Tefsir (Kur'an Yolu)​


Tekrar erzak almak için Mısır’a giden çocuklarına Hz. Ya‘kūb’un söylediği bu sözler, onun, Yûsuf’u kurt yediğinden kuşkusunun olduğunu, dolayısıyla Yûsuf’tan ümidini kesmediğini (bk. 18, 83. ayetler) ve Allah’ın lutfuyla bir gün kendisine kavuşacağını umduğunu göstermektedir.

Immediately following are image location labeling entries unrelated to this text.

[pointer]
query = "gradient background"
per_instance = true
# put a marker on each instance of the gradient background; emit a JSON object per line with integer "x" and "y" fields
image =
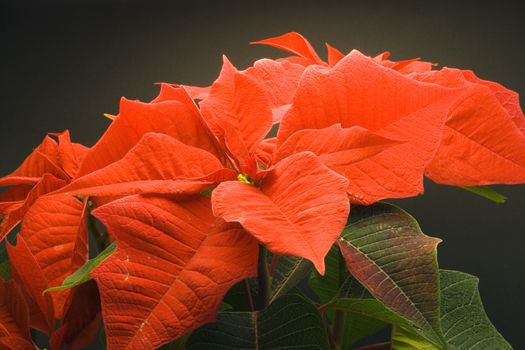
{"x": 63, "y": 65}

Kaynak : Kur'an Yolu Tefsiri Cilt: 3 Sayfa: 252
 
Yûsuf Suresi - 88 . Ayet Tefsiri

Ayet​


  • فَلَمَّا دَخَلُوا عَلَيْهِ قَالُوا يَٓا اَيُّهَا الْعَزٖيزُ مَسَّنَا وَاَهْلَنَا الضُّرُّ وَجِئْنَا بِبِضَاعَةٍ مُزْجٰيةٍ فَاَوْفِ لَنَا الْكَيْلَ وَتَصَدَّقْ عَلَيْنَاؕ اِنَّ اللّٰهَ يَجْزِي الْمُتَصَدِّقٖينَ
    ﴿٨٨﴾

Meal (Kur'an Yolu)​


﴾88﴿
Yûsuf’un huzuruna girdiklerinde dediler ki: “Ey Aziz! Bizi ve ailemizi kıtlık bastı ve biz, az bir bedel ile geldik. Yine de bize talebimizi karşılayacak kadar ver; bize bağışta da bulun. Şüphesiz Allah bağış yapanları mükâfatlandırır.”

Tefsir (Kur'an Yolu)​


Hz. Ya‘kūb’un ısrarı üzerine oğulları, hem kardeşleri Yûsuf’u aramak, hem de yiyecek almak üzere üçüncü defa Mısır’a gittiler. Hz. Yûsuf’un huzuruna girdiklerinde kıtlığın kendilerini iyice dara düşürdüğünü, dolayısıyla erzak temini için tekrar geldiklerini söylediler. Ellerindeki bedelin yetersiz olduğunu, bu sebeple alışverişin dışında kendilerine biraz da tasaddukta bulunmasını Hz. Yûsuf’tan istediler.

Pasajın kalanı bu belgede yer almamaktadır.